How does one *communicate* well -- especially in crypto, but also in other technical industries, open source communities; or in distributed, decentralized organizations, where you may have participants that are both remote and in person, or a mix of regulars and newcomers/ strangers? This episode covers specific templates, tactics, and tools that anyone can use (whether leader of individual contributor, technical or other role) especially for informal vs. formal communication.
with @smc90 @stanfordgsb
How does one *communicate* well -- especially in crypto, but also in other technical industries or open source communities? Or in distributed, decentralized organizations, where you may have participants that are both remote and in person, or a mix of regulars and newcomers/ strangers. (Take for instance a community call to discuss technical or governance changes.)
How do you present information to different types of stakeholders; speak spontaneously; or resolve and recover from conflicts on the spot? So in this special book-launch episode of web3 with a16z, we invited Matt Abrahams -- author of the new, just-released book, Think Faster, Talk Smarter: How to Speak Successfully When You're Put on the Spot (he also hosts a popular podcast by a similar name, “Think Fast Talk Smart”, which you should also subscribe to!). Matt is not only a lecturer at the Stanford Graduate School of Business, but he works with lots of companies and leaders on strategic communication, persuasive communication, interpersonal communication, and much more.

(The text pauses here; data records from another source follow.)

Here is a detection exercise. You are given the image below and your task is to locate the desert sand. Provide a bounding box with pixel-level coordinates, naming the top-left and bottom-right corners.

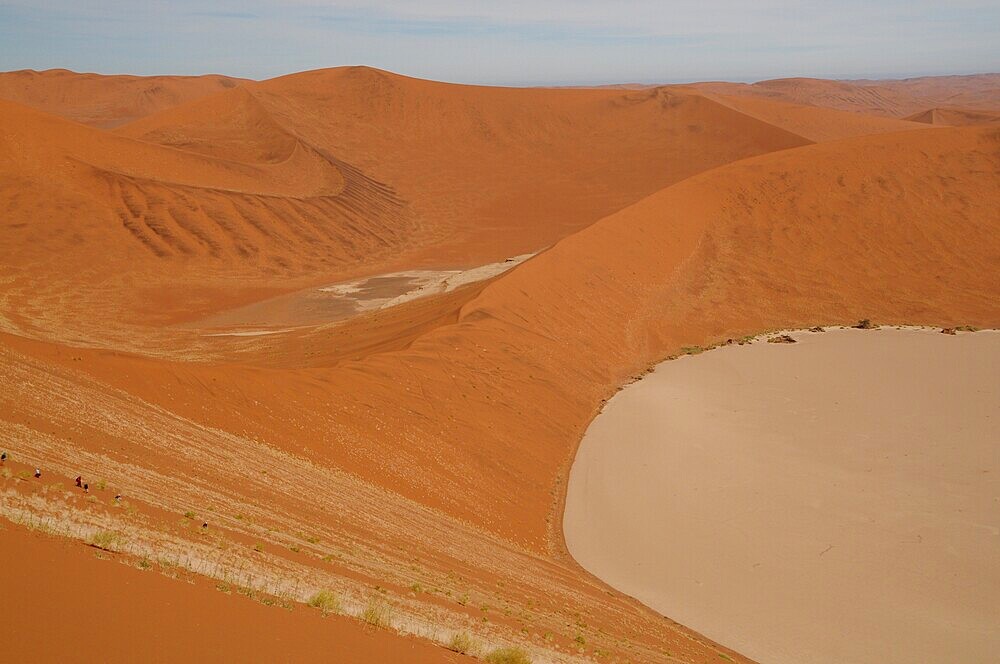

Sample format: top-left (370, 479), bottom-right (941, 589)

top-left (564, 329), bottom-right (1000, 664)
top-left (0, 67), bottom-right (1000, 662)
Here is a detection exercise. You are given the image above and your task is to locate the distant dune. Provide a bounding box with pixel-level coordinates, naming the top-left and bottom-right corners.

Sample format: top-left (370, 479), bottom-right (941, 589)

top-left (906, 108), bottom-right (1000, 127)
top-left (0, 67), bottom-right (1000, 662)
top-left (0, 69), bottom-right (244, 128)
top-left (694, 74), bottom-right (1000, 118)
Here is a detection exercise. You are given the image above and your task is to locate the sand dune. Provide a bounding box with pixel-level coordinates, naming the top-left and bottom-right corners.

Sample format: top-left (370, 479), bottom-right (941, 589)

top-left (906, 108), bottom-right (1000, 127)
top-left (0, 67), bottom-right (809, 352)
top-left (565, 329), bottom-right (1000, 664)
top-left (0, 68), bottom-right (1000, 661)
top-left (0, 69), bottom-right (245, 128)
top-left (693, 74), bottom-right (1000, 118)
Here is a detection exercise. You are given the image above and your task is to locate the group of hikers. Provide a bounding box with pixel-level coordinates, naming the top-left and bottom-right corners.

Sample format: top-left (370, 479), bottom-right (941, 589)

top-left (0, 452), bottom-right (208, 529)
top-left (0, 452), bottom-right (122, 503)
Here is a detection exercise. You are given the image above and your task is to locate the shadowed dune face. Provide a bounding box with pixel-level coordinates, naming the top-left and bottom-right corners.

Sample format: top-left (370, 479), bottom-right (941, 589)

top-left (0, 68), bottom-right (1000, 661)
top-left (0, 69), bottom-right (245, 128)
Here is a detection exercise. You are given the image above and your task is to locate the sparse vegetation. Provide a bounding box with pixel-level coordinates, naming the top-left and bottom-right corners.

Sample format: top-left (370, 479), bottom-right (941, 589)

In this episode, Matt covers -- in conversation with host Sonal Chokshi -- specific templates, tactics, and tools that anyone can use; but we begin the first 15 minutes setting some foundational context, including the difference between informal vs. formal communication; why structure matters and how it relates to "spontaneity"; the art of listening with pace, space, and grace (for listening to oneself, too). We then cover several types of structures that anyone -- whether leader or individual contributor, engineer, marketing, sales -- can use in many types of communication.
Ultimately, crypto isn't just about technology and code -- but about open source, decentralization, collaboration -- people coordinating with each other at unprecedented scale: a very human thing. That's why finding the "common" in communication is essential, and represents the future of work, now.
resources referenced in this episode:
None of the following should be taken as investment, legal, business, or tax advice. Please also see a16z.com/disclosures for important information -- including a link to a list of our investments -- since we are investors in some of the companies mentioned in this episode.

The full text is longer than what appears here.